Publications include the book Intermediate Chinese Listening and Speaking, Chinese
Listening and Speaking Course, HSK Chinese Proficiency Test Simulation Exercise
Collection(Higher), HSK(At the beginning, Medium) Eight Levels of Fine Solutions, HSK
Strategies: Course Material (Elementary-Intermediate), HSK Strategies: Grammar Handbook
(Elementary-Intermediate), HSK Strategies:Vocabulary Handbook (Elementary-Intermediate).
|
|
Wei Hu
is from the Beijing Language and Culture University. She is an instructor of the Confucius Institute and teaches Intermediate Chinese and Business Chinese in the Chinese Program. Her research areas involve international business and politics.
Translated books (English to Chinese): The Next Sustainability Wave, by China Social Sciences Press, Beijing, 2007; Greeniology, by Xinhua Publishing House, Beijing, 2008.
|
|
Jie He
is an instructor at the Beijing Language and Culture University. Her research interests include mathematical linguistics and first language acquistion.
Publications include The Syntactic and Semantic Analysis of Adverb Jiu, The Third International
Conference on Formal Linguistics and the Second Yuelu Workshop on Language Acquisition, 2005 and Overpass, Flyover or Bridge, College English, 2007.
|
|
Tianxu Chen
is an instructor at the Beijing Language and Culture University and teaches Intermediate Chinese.
His research interests include cognitive grammar and Learning Chinese as a Second Language.
He also received the Prize of Innovative Chinese Teaching at the 9th International Symposium of Chinese Teaching in 2008.
Publications include Chinese Movie Appreciation: Shower, Beijing: BLCU press, 2008: College Chinese: Listening and Speaking II, Beijing: BLCU press, 2009.
|
|
Krista Van Fleit Hang
is an assistant professor of Chinese in the Department of Languages, Literatures, and Cultures at USC, and is also an affiliate of the Women's and Gender Studies Program. Her areas of specialization include Twentieth Century Chinese Literature and Film, Communist Literature, and Gender Studies.
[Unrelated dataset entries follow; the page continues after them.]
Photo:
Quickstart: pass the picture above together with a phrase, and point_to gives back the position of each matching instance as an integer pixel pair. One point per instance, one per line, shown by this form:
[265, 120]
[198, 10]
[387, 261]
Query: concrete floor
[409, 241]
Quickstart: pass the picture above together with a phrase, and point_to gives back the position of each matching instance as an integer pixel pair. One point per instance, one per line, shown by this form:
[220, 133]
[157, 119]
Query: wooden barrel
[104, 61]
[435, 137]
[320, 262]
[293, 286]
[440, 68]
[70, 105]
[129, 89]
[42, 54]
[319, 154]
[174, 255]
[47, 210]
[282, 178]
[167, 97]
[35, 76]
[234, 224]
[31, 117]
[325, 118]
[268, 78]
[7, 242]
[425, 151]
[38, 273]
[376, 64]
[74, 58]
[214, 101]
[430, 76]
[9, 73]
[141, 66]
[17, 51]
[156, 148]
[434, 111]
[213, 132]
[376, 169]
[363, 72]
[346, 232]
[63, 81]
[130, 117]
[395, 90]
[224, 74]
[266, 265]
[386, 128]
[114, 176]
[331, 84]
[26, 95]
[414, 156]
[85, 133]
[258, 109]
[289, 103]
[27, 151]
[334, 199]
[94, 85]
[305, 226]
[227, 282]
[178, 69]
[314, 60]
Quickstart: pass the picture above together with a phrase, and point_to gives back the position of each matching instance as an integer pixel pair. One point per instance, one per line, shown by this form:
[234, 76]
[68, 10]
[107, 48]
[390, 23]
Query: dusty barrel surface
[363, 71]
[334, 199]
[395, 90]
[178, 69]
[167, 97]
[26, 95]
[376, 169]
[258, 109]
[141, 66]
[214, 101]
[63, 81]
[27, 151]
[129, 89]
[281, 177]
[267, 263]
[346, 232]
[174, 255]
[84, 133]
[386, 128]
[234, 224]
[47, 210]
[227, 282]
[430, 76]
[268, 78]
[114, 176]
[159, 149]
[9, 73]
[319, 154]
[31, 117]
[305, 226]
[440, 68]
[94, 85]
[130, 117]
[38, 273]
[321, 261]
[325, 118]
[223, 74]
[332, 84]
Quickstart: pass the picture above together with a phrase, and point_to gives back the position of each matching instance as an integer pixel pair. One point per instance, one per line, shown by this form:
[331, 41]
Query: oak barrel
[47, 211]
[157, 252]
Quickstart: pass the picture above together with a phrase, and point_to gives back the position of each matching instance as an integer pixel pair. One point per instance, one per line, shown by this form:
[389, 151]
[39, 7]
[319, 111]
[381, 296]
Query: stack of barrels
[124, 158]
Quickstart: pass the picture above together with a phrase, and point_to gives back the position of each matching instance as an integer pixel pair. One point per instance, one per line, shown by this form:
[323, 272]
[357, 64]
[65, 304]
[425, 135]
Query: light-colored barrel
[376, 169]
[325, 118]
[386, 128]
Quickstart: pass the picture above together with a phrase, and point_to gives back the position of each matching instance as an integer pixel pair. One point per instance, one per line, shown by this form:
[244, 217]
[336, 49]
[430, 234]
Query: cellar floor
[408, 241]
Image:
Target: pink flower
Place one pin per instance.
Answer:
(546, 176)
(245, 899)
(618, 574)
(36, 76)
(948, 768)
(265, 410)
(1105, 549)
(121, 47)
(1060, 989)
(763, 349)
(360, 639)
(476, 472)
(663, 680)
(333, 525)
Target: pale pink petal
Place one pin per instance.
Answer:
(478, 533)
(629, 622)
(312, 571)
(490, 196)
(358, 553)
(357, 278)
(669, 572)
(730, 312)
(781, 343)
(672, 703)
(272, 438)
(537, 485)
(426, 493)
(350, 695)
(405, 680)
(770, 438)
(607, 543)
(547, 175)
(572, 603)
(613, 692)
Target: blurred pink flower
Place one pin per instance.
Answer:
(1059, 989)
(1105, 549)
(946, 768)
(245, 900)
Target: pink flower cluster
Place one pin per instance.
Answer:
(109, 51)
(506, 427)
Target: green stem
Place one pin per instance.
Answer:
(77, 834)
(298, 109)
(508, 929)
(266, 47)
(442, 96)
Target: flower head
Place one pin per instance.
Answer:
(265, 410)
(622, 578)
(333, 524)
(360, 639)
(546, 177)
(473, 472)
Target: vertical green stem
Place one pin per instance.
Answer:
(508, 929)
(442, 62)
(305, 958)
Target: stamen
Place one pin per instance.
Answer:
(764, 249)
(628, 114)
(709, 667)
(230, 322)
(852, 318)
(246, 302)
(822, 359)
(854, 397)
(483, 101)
Currently her main research project focuses on the creation of a system of people's literature in the Maoist period, with a spcial interest in exploring the ways in which members of the Maoist cultural establishment combined international theories of socialist realism with native Chinese Literary Tradition.
Recent Courses include: Imagining Modern China, Love and Revolution in Chinese Literature, Woman in China, Screening China: Cinema and the Nation, and intermediate Chinese language.
For more information, click here.
|
|
Michael Gibbs Hill
is Assistant Professor of Chinese and core faculty member in the Program in Comparative Literature. His research interests include nineteenth- and twentieth-century Chinese literature, classical-language Chinese prose, comparative literature, translation studies, and the history of the book. He has published articles and translations in Twentieth-Century China, Dongya Renwen, and Gender and History,and is working on a book project on the famous translator Lin Shu (1852-1924) and his collaborators. Professor Hill teaches first-year Chinese and serves as the faculty coordinator for USC's first-year Chinese language program; he also teaches courses on modern Chinese literature, Chinese civilization, and comparative literature.